DEUTSCHER BUNDESTAG, Platz der Republik 1, 11011 Berlin

»Das Heil der Demokratien, von welchem Typus und Rang sie immer seien, hängt von einer geringfügigen technischen Einzelheit ab: vom Wahlrecht. Alles andere ist sekundär.« – José Ortega y Gasset: Der Aufstand der Massen. Hamburg: Rowohlt 1956, S. 117.

STAND DES VERFAHRENS

  • 23. November 2017: Einreichung des Einspruchs gegen die Wahlen zum 19. Bundestag.
  • 01. Dezember 2017: Übermittlung des Aktenzeichens WP 212/17.
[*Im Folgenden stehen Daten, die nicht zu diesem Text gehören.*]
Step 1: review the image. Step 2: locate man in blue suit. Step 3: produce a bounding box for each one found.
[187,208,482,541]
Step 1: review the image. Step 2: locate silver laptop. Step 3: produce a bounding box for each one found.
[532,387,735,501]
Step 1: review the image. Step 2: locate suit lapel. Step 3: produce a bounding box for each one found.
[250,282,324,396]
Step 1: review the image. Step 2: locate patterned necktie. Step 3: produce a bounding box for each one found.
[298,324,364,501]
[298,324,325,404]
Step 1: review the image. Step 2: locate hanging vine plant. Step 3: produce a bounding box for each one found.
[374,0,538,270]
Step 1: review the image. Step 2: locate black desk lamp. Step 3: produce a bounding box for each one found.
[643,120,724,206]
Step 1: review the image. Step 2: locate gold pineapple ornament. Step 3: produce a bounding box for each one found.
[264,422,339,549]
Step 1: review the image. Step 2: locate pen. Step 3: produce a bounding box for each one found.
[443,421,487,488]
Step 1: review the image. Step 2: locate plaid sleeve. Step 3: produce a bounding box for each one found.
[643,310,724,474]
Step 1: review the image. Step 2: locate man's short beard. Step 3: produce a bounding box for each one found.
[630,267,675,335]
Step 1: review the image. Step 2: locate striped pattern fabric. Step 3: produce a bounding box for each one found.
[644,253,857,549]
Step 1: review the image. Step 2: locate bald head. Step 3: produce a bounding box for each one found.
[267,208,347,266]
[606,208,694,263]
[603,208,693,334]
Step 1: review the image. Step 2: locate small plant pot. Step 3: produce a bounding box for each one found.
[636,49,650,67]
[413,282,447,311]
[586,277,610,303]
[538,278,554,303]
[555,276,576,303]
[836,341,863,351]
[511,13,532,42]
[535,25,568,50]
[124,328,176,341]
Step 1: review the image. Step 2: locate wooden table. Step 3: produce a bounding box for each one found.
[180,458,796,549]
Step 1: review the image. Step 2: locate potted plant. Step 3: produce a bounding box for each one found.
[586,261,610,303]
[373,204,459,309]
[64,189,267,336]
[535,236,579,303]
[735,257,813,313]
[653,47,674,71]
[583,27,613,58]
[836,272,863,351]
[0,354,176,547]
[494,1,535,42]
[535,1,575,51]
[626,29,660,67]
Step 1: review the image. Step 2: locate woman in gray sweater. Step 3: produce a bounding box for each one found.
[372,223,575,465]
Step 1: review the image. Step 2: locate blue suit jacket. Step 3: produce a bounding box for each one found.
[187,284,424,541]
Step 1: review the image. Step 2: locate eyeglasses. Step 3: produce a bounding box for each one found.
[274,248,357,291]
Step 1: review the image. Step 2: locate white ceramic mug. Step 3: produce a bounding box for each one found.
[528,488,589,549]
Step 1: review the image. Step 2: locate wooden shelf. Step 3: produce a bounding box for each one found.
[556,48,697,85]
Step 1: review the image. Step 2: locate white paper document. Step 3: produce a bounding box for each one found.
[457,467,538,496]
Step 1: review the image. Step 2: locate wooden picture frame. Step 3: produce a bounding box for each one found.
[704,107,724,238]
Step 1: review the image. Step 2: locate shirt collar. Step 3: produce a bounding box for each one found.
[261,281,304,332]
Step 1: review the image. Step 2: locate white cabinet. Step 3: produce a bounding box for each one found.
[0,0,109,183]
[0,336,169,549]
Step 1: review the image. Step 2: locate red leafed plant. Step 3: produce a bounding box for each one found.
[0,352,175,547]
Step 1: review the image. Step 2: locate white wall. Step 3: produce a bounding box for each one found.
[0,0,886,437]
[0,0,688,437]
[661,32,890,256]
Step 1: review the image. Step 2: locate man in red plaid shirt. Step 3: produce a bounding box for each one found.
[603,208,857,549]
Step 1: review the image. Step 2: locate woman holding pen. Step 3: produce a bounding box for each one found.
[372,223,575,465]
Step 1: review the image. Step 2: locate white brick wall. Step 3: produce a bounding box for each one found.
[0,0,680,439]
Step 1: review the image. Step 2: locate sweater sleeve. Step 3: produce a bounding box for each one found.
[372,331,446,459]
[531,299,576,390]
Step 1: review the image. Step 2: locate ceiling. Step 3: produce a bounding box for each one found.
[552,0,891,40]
CHRONOLOGIE DES VERFAHRENS

Einspruch gegen die Wahlen zum 19. Bundestag an den Deutschen Bundestag

Hiermit wird im Namen der als Anhang 1 beigefügten Unterzeichnenden gemäß Art. 41 GG Einspruch gegen die Wahlen zum 19. Bundestag erhoben und die Wahlprüfung mit der Folge der Feststellung der Ungültigkeit der Wahlen zum 19. Bundestag aufgrund ihres mehrfachen Verstoßes gegen das Grundgesetz beantragt.

Begründung

Die Wahlen zum 19. Deutschen Bundestag sind abgehalten worden unter Verstoß gegen

a) Art. 38 GG, wonach ausschließlich die Wahl von Direktkandidaten zugelassen ist (Erststimme), während die indirekte Wahl von Parteien (Zweitstimme) gegen das Grundgesetz verstößt, sowie

b) die Entscheidungen des Bundesverfassungsgerichts BVerfGE 131, 316 – Landesliste i.V.m. BVerfGE 95, 335 – Überhangmandate II, wonach maximal 16 Überhangmandate zugelassen sind im Gegensatz zu aktuell 46 Überhangmandaten und

c) Art. 19 Abs. 1 GG als Gültigkeitsvoraussetzung für Grundrechte einschränkende Gesetze.

A.

Gemäß Art. 38 GG werden die Abgeordneten des Deutschen Bundestages in allgemeiner, unmittelbarer, freier, gleicher und geheimer Wahl gewählt. Sie sind Vertreter des ganzen Volkes, an Aufträge und Weisungen nicht gebunden und nur ihrem Gewissen unterworfen. Wahlberechtigt ist, wer das achtzehnte Lebensjahr vollendet hat; wählbar ist, wer das Alter erreicht hat, mit dem die Volljährigkeit eintritt.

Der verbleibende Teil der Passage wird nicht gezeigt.